News of her practice has been getting out. She’s had to hire on staff because people have been recommending her.
“They get to feeling better and all of a sudden I’ve got their cousin coming in,” she said. “And the doctor in town is sending me a lot of people. The word of mouth in this area has really spread, and that’s really nice.”
A role model
As a counselor, DeRouchey tries to keep the Chiefs “Susie and Warpaint” thing on the down-low. But the internet makes the world a smaller place. People find out. It’s not an entirely bad thing.
“Sometimes when they do know, I feel like it’s really motivating to them to work really hard and try in school,” she said. “And I think when they can see a positive female role model, I feel like that really helps them go for their dreams.”

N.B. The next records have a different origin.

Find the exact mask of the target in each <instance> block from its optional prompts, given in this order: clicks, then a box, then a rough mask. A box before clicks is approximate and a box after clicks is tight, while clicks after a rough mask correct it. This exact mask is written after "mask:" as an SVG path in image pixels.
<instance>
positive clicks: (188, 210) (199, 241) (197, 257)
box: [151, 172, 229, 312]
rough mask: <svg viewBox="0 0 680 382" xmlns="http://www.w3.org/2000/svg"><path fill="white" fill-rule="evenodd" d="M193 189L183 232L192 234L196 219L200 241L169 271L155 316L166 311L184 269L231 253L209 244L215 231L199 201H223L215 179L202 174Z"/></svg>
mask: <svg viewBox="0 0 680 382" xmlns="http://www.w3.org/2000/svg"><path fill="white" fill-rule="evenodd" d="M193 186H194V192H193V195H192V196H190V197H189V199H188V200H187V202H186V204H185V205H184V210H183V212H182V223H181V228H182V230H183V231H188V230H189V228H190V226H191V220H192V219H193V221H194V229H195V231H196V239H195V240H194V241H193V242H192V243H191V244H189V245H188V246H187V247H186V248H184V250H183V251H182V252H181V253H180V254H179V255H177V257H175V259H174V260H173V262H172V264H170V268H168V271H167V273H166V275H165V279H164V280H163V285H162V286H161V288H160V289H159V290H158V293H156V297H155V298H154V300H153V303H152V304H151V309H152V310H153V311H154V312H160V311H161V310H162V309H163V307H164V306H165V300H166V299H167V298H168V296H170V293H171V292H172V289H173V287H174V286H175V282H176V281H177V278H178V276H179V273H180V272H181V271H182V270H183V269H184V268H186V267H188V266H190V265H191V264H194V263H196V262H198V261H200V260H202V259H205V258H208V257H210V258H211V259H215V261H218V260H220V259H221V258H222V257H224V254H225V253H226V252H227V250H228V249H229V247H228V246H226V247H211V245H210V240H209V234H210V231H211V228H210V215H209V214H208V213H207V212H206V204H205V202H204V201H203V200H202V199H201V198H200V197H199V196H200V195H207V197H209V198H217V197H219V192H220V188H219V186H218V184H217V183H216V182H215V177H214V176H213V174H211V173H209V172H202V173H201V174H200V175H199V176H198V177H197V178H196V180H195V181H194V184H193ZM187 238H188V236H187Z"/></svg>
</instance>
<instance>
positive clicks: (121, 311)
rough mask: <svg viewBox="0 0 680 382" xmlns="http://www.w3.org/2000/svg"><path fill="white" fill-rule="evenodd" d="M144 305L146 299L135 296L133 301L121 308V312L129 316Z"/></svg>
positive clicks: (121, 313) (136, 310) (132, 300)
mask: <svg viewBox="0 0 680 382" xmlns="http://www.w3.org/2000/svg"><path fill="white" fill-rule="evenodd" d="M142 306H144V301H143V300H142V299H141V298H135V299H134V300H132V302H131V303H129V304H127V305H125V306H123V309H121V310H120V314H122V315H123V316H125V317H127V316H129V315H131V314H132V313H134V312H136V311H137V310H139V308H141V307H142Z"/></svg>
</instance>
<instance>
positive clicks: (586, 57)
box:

She definitely lives that role model thing. At a pregame meet-and-greet outside Arrowhead two weeks ago, she smiled, talked and took selfies with fans for more than an hour. Keep in mind, it was 40 degrees with a nasty wind out of the north, and the Susie the Cheerleader outfit she wore — while warmer than some of the other 10 Chiefs outfits she has for her job — wasn’t the most suitable gear for the environment.
She was super nice to everyone, though, and she really turned it on for the little girls who stopped by.
“I know growing up being a cheerleader and a dancer and somebody into horses I always looked up to other females who were positive people,” she said. “So I just kind of always go back and kind of remember how exciting it was to see people that follow their dreams and accomplish big goals in their life.”
As game time approached that Sunday, Susie got up on the horse and headed over to the southwest side of the stadium to lead the pre-game parade.
Nearly everyone along the way stopped to gawk or take pictures. A Spanish-speaking family crossed the road in front of her and Warpaint as they headed to the stadium, and the youngest of the two little girls jumped up on her tippy toes, pointed at Susie and the horse and shouted to her father, “Caballo! Caballo!”
And Susie did what Susie always does.